Desoneração da folha

Outra medida enxergada como essencial para a arrecadação de 2024, por parte do Governo Federal, é a restrição ao regime de incidência da Contribuição Previdenciária sobre Receita Bruta (CPRB), comumente referida como “desoneração da folha”.

No apagar das luzes de 2023, o Presidente da República editou a Medida Provisória nº 1.202, por meio da qual revogou os artigos 7º a 10, da Lei nº 12.546/2011, que regulavam a matéria, passando a dispor que:

  • A partir de 1º de abril de 2024, um número bem menor de setores de atividade econômica farão jus a um regime diferenciado de recolhimento da contribuição previdenciária sobre folha de salários, o qual observará as seguintes alíquotas: (i) para alguns: 10%, em 2024; 12,5%, em 2025; 15%, em 2026; e 17,5%, em 2027; e (ii) para outros: 15%, em 2024; 16,25%, em 2025; 17,5%, em 2026; e 18,75%, em 2027;
  • Essas alíquotas serão aplicadas sobre a folha de contribuição até o valor de um salário mínimo por segurado; sobre o que superar esse montante, será aplicada a alíquota geral (20%, em regra);
  • O novo regime será aplicável apenas às empresas que firmarem termo no qual se comprometam a manter, em seus quadros funcionais, quantitativos de empregados igual ou superior ao verificado em 1º de janeiro de cada ano calendário; e
  • Não respeitado esse compromisso, a empresa não poderá usufruir do regime durante todo o ano-calendário.

Cabe contextualizar que, um dia antes da MP, o Congresso Nacional, valendo-se do artigo 66, § 7º, da Constituição Federal, promulgou a Lei nº 14.784/2023, após ter rejeitado o veto total aposto pelo Presidente da República à prorrogação, até 31 de dezembro de 2027, da CPRB.

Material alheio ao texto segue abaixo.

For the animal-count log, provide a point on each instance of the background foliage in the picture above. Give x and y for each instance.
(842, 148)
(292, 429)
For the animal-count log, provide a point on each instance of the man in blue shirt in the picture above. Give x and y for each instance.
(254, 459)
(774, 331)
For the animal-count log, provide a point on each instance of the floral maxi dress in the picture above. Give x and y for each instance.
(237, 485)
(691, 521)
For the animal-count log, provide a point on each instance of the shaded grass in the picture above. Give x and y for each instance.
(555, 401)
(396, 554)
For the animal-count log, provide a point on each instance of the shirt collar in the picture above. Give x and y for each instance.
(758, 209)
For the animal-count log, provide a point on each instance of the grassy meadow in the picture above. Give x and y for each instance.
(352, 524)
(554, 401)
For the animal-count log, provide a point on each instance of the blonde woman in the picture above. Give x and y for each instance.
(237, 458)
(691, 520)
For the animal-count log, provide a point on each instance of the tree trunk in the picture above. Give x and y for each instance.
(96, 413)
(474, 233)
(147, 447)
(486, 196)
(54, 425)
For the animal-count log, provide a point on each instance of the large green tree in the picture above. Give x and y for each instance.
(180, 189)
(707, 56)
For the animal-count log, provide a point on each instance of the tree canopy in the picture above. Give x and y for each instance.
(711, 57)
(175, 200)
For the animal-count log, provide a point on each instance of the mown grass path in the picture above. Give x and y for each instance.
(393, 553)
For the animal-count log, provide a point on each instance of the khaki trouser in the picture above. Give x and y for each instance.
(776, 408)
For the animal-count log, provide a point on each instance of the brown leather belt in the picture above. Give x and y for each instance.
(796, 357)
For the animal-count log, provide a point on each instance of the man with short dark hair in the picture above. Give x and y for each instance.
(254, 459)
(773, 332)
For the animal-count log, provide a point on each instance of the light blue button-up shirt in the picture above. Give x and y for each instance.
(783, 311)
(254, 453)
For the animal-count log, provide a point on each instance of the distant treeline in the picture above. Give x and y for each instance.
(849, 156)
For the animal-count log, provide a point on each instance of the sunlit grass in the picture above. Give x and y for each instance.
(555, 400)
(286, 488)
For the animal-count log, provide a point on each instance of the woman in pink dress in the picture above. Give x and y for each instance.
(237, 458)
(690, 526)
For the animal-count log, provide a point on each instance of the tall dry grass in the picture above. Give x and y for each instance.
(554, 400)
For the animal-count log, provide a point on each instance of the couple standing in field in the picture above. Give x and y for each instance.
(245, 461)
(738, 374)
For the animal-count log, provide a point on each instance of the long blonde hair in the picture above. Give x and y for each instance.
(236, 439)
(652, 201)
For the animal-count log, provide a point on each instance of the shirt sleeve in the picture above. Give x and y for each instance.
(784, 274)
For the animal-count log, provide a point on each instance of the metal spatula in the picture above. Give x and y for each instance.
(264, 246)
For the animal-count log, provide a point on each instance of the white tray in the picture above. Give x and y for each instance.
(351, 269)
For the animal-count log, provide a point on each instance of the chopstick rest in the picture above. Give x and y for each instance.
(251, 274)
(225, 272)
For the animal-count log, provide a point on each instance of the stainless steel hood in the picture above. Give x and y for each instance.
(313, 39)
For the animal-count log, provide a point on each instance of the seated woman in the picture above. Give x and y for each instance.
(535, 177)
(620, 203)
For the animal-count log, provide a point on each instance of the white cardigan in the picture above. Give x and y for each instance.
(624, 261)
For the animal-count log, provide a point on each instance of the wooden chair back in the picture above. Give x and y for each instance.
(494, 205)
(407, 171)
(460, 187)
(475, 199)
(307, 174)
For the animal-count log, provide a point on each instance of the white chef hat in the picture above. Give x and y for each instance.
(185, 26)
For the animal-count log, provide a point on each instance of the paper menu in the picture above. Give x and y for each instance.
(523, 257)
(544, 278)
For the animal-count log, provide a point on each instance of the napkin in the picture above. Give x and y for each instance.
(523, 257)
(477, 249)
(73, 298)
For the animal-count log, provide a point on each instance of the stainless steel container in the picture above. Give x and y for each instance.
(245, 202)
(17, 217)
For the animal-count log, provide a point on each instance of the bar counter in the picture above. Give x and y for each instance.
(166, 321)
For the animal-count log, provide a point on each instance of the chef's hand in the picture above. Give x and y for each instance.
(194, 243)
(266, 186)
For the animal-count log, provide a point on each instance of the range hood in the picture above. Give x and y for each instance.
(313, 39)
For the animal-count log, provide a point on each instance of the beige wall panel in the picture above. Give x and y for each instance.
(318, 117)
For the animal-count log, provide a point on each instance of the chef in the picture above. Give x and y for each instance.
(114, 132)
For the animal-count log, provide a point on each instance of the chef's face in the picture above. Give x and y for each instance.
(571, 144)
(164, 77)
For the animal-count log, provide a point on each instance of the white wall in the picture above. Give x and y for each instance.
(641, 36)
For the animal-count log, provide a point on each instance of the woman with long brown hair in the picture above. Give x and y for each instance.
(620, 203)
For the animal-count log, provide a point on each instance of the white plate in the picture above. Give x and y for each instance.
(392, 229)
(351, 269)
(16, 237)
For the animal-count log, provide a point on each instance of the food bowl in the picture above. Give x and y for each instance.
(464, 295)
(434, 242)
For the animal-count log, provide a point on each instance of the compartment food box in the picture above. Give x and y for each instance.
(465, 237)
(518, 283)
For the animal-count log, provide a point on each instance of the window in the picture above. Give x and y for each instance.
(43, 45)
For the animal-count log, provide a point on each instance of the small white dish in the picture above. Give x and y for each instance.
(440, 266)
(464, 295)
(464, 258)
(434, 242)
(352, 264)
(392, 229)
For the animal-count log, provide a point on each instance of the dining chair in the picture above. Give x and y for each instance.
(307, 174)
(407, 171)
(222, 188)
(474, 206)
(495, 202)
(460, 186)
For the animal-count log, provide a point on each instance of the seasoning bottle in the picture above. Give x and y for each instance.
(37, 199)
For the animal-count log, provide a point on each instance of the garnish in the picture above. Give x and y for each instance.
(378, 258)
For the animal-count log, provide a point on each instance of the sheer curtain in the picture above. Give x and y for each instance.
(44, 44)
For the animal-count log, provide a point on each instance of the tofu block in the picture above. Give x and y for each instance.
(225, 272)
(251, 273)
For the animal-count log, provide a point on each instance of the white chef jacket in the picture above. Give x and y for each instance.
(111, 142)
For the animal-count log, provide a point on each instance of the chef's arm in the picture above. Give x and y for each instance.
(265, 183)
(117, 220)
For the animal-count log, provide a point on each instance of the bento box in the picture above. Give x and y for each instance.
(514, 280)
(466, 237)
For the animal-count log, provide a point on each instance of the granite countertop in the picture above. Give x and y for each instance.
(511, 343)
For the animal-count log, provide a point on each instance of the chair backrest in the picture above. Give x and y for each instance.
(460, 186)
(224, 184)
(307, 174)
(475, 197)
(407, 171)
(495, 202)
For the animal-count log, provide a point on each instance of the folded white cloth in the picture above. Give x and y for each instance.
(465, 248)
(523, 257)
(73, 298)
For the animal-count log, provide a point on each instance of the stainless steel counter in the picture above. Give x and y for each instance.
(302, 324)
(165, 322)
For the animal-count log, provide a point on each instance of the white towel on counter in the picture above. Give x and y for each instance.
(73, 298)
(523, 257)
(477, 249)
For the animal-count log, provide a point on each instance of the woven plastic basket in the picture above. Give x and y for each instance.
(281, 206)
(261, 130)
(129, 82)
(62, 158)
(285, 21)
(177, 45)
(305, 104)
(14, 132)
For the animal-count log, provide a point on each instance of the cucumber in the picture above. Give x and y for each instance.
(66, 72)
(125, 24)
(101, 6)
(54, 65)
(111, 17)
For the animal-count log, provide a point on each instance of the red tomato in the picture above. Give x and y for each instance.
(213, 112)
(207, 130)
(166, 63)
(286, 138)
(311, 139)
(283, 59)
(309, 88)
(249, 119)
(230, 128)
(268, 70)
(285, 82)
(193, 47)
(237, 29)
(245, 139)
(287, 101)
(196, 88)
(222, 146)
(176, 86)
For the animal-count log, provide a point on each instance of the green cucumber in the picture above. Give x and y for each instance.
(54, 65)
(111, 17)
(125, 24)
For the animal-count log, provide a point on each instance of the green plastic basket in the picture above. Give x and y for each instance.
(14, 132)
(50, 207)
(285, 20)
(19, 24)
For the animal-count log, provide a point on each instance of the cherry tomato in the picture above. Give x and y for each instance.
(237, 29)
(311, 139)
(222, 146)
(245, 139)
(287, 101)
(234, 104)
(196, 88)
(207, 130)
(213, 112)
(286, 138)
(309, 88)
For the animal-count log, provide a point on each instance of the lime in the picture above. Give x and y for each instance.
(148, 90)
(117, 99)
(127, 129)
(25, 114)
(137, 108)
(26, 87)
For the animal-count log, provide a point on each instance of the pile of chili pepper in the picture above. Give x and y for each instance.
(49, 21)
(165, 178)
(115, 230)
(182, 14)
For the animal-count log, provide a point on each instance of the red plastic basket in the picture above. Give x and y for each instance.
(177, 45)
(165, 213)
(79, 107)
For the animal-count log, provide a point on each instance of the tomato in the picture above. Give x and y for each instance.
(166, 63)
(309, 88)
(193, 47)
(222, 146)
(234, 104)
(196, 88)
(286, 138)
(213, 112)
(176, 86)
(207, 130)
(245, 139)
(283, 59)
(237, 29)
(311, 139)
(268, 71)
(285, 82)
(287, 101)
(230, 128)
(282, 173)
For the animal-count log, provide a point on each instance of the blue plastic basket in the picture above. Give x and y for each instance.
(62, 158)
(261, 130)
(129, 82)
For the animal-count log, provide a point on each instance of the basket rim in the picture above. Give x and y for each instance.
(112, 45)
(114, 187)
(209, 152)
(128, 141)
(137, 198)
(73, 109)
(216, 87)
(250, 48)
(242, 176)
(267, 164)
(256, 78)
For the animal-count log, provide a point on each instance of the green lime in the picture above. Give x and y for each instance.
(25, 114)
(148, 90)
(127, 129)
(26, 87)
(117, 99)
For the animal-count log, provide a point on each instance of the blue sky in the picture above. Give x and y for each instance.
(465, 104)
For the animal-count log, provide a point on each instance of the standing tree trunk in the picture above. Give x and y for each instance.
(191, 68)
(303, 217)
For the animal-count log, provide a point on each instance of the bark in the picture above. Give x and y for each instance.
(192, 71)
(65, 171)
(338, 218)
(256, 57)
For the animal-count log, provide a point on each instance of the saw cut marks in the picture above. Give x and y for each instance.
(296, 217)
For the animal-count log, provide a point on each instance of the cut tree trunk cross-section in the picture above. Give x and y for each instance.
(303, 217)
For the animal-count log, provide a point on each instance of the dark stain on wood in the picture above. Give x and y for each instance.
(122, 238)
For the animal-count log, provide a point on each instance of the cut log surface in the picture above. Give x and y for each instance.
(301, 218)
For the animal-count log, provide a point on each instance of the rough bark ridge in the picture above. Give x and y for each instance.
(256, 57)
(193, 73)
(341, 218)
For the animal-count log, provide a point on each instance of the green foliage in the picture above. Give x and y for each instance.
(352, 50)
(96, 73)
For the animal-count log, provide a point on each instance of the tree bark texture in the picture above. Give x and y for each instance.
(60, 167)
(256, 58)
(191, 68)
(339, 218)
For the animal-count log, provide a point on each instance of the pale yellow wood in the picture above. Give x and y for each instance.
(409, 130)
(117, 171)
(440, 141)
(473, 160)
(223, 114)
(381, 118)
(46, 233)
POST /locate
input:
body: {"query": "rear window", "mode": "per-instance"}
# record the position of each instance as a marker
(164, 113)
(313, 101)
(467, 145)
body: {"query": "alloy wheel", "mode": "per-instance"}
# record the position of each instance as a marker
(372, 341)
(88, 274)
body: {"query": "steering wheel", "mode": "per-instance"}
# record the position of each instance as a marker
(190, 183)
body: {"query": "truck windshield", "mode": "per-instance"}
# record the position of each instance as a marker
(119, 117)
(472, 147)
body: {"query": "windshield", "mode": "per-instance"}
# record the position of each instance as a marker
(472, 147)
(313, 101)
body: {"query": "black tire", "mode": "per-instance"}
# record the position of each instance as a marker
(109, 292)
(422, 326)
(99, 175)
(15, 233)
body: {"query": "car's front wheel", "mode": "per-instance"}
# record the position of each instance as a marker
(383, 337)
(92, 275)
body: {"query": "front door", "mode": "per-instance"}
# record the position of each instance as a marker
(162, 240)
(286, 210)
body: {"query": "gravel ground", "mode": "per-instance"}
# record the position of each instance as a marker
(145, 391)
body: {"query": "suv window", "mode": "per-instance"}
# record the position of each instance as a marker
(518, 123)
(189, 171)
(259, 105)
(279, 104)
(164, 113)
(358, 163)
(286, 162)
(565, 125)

A nosso ver, a Medida Provisória é inconstitucional, pois desrespeitou o processo legislativo e a separação de Poderes, ao contrariar a derrubada dos vetos à Lei nº 14.784/2023.

Há jurisprudência muito clara a esse respeito por parte do Supremo Tribunal Federal, em julgamento realizado durante o Governo Federal anterior, o que se espera seja observado também na atual situação.

Além disso, é de se ver que a CPRB deveria ser mantida à luz da regra do artigo 30, da Emenda Constitucional nº 30/2019, que autorizou a continuidade das contribuições previdenciárias substitutivas incidentes sobre a receita bruta ou o faturamento, existentes até a data da promulgação daquela emenda.  Recuar com relação à adoção da contribuição substitutiva poderia ser visto, à ótica da jurisprudência do Supremo Tribunal Federal a respeito de temas similares, como um retrocesso social vedado pela Constituição.

Por fim, vale observar que, fazendo justiça ao histórico relativo à instituição da CPRB, ao menos o Poder Executivo federal previu a revogação, também a partir de 1º de abril de 2024, do adicional de 1% da Cofins-importação, que havia sido criado pela Lei nº 10.865/2004, dentre outros motivos, como uma forma de compensar a perda de arrecadação com a desoneração da folha.